1) Because the term "fixnum" means something different in R6RS and R7RS-large, namely an exact integer whose smallest range is 24 bits and whose largest practical range is 63 bits at present, I think it should be avoided here.  Rather, the term "ASCII codepoint", analogous to "Unicode codepoint" should be employed.  This would be defined as an exact integer in the range 0 to 127 inclusive.

2) Remove all the repetitions of "char can be a fixnum or character object" and put it at the top:  "Unless otherwise specified, char can be a fixnum or character object" once and for all.

3) The remaining uses of "fixnum" in the section on transformation procedures should be changed to "exact integer" or "exact non-negative integer" as appropriate.  All other references shold be changed to "ASCII codepoint".

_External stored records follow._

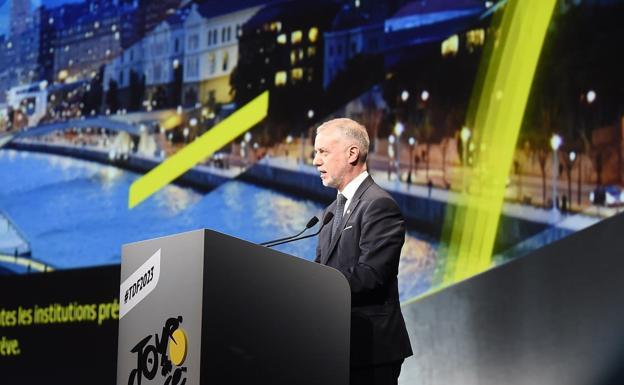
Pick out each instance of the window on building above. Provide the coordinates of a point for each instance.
(281, 78)
(212, 62)
(157, 72)
(296, 74)
(296, 36)
(192, 66)
(475, 38)
(372, 44)
(226, 58)
(450, 46)
(193, 41)
(313, 35)
(276, 26)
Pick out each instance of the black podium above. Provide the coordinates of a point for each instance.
(206, 308)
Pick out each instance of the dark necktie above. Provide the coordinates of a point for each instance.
(340, 202)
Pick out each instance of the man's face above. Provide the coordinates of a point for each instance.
(331, 157)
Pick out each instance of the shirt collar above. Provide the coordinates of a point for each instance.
(351, 187)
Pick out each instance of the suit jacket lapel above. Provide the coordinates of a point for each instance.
(352, 205)
(325, 236)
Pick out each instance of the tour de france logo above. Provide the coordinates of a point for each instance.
(172, 339)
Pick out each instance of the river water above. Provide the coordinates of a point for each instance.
(75, 214)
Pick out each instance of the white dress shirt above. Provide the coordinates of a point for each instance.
(351, 188)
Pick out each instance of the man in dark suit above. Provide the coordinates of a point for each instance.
(364, 242)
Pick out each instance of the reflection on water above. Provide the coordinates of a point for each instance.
(74, 214)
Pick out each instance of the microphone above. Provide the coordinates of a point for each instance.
(313, 221)
(328, 217)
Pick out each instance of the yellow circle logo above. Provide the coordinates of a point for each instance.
(178, 347)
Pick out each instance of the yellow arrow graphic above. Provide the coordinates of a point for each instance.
(220, 135)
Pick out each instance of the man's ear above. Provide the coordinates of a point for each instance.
(354, 154)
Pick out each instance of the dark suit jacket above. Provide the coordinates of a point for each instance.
(366, 250)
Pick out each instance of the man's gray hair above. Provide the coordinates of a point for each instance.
(351, 130)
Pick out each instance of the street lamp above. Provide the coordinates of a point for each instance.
(412, 143)
(464, 135)
(391, 140)
(398, 130)
(572, 158)
(555, 143)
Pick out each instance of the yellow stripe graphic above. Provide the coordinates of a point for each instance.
(220, 135)
(511, 60)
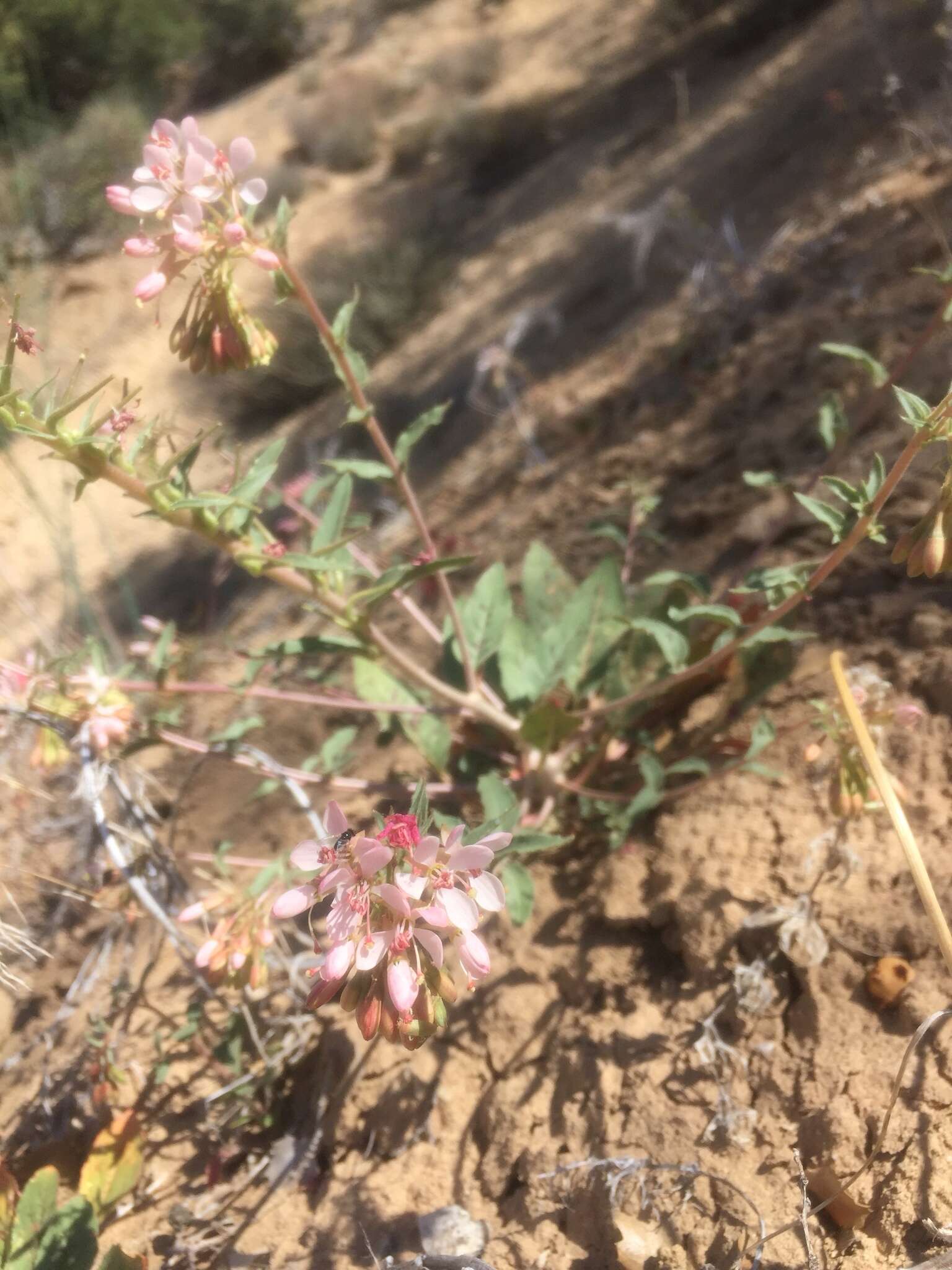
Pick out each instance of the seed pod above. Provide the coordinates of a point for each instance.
(904, 545)
(439, 1013)
(368, 1014)
(935, 548)
(889, 980)
(322, 993)
(387, 1021)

4) The sentence "The first ASCII standard was published in 1963" refers to a character encoding incompatible with today's ASCII.  Leave it out or change it to "The present ASCII standard was first published in 1967."

5) Add predicates ascii-codepoint? and ascii-string?.  The latter will be very valuable.  ASCII strings should not be a disjoint datatype, but simply strings containing ASCII characters only.

6) Change the name of ascii-space-or-tab? to ascii-horizontal-whitespace?.  This term is heavily used in RFCs.